Top Related Projects
scikit-learn: machine learning in Python
Python Library for learning (Structure and Parameter), inference (Probabilistic and Causal), and simulations in Bayesian Networks.
Bayesian Modeling and Probabilistic Programming in Python
Hidden Markov Models in Python, with scikit-learn like API
Statsmodels: statistical modeling and econometrics in Python
Probabilistic reasoning and statistical analysis in TensorFlow
Quick Overview
Pomegranate is a Python library for probabilistic modeling, providing implementations of various probabilistic models such as Bayesian networks, hidden Markov models, and mixture models.

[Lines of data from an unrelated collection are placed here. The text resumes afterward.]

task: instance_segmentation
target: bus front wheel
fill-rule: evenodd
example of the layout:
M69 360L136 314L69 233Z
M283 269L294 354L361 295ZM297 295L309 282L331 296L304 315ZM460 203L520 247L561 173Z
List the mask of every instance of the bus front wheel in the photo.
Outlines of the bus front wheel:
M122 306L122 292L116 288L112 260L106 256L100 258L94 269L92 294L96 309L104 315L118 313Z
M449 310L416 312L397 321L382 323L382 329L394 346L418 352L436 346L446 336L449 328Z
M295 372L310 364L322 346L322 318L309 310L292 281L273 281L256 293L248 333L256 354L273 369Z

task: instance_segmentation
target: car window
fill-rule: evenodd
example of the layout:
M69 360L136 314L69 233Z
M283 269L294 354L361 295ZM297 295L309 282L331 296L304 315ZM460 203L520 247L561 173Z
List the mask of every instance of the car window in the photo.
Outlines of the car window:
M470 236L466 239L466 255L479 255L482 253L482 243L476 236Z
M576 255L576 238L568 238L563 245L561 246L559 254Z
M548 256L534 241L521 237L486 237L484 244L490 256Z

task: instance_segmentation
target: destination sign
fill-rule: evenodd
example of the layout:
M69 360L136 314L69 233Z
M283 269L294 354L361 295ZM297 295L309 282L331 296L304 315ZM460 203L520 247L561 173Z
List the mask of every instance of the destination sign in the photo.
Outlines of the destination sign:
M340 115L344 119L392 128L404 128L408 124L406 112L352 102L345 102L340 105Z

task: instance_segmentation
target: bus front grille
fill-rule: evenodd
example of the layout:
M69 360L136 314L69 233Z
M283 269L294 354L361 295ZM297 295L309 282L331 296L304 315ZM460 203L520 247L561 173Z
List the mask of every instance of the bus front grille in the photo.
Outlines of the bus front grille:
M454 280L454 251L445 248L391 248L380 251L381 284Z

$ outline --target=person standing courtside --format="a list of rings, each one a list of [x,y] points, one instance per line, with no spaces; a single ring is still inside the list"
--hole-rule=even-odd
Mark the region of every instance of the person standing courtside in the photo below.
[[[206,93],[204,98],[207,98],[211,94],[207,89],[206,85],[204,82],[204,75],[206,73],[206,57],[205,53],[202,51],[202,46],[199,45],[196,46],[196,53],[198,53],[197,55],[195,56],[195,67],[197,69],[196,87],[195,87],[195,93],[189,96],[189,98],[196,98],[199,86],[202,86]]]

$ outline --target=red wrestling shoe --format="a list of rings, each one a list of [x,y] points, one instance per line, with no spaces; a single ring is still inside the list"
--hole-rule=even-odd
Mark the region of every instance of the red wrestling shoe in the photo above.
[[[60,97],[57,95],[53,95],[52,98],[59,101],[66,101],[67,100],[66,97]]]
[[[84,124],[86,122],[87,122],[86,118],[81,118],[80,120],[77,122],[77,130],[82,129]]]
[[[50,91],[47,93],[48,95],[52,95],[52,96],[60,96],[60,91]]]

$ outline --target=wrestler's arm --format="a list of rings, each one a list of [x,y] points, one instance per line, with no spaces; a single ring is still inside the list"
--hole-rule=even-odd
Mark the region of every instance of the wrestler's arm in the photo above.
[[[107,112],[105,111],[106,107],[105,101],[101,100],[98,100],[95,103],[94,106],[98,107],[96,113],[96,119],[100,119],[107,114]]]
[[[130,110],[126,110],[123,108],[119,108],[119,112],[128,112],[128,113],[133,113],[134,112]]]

It offers a user-friendly API for building, training, and using these models, with a focus on performance through the use of Cython for computationally intensive operations.
Pros
- Fast performance due to Cython implementation
- Comprehensive set of probabilistic models and algorithms
- User-friendly API with scikit-learn-like interface
- Supports both supervised and unsupervised learning
Cons
- Limited documentation and examples for advanced use cases
- Smaller community compared to more mainstream machine learning libraries
- May require compilation on some systems, which can be challenging for beginners
- Some models may have limited customization options
Code Examples
- Creating and training a Gaussian Mixture Model:
from pomegranate import GaussianMixture
# Create a Gaussian Mixture Model with 3 components
model = GaussianMixture(n_components=3)
# Fit the model to your data
model.fit(X)
# Predict the cluster for new data
predictions = model.predict(X_new)
- Building a Bayesian Network:
from pomegranate import BayesianNetwork, DiscreteDistribution
# Define the network structure
network = BayesianNetwork([
('A', 'C'),
('B', 'C'),
('C', 'D')
])
# Add probability distributions to nodes
network.add_node(DiscreteDistribution({'True': 0.7, 'False': 0.3}), name='A')

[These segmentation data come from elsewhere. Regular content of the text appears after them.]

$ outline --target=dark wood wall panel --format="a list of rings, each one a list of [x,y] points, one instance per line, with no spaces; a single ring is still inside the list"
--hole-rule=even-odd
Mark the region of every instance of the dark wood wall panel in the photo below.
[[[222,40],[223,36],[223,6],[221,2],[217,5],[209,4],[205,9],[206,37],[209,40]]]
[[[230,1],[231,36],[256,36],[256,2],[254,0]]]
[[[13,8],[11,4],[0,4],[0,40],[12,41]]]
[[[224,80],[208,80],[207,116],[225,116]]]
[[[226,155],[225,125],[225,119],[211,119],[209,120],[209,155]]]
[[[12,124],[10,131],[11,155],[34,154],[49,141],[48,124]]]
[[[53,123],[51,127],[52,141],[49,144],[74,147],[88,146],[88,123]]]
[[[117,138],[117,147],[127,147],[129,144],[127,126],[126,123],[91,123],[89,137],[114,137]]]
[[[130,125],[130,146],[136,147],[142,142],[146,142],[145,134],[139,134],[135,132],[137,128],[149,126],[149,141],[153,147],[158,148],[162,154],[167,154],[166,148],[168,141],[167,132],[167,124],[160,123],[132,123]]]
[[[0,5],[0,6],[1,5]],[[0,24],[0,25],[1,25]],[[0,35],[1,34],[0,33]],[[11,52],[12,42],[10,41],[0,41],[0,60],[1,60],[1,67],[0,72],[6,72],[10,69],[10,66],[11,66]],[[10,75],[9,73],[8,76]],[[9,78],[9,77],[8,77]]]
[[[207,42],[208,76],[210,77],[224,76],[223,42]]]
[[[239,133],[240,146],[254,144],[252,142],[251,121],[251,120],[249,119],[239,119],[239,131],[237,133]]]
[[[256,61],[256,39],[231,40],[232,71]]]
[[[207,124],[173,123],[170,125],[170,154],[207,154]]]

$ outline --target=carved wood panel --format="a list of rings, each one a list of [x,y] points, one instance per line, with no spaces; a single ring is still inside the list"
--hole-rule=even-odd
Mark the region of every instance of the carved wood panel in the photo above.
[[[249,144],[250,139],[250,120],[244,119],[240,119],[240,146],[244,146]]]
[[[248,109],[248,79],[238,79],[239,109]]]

network.add_node(DiscreteDistribution({'True': 0.6, 'False': 0.4}), name='B')
network.add_conditional_probability_table(['A', 'B', 'C'], [...])
network.add_conditional_probability_table(['C', 'D'], [...])
# Bake the network to finalize its structure
network.bake()
- Using a Hidden Markov Model:
from pomegranate import HiddenMarkovModel, NormalDistribution
# Create a Hidden Markov Model
model = HiddenMarkovModel()
# Add states with emissions
s1 = model.add_state(NormalDistribution(0, 1))
s2 = model.add_state(NormalDistribution(5, 1))
# Add transitions
model.add_transition(model.start, s1, 0.9)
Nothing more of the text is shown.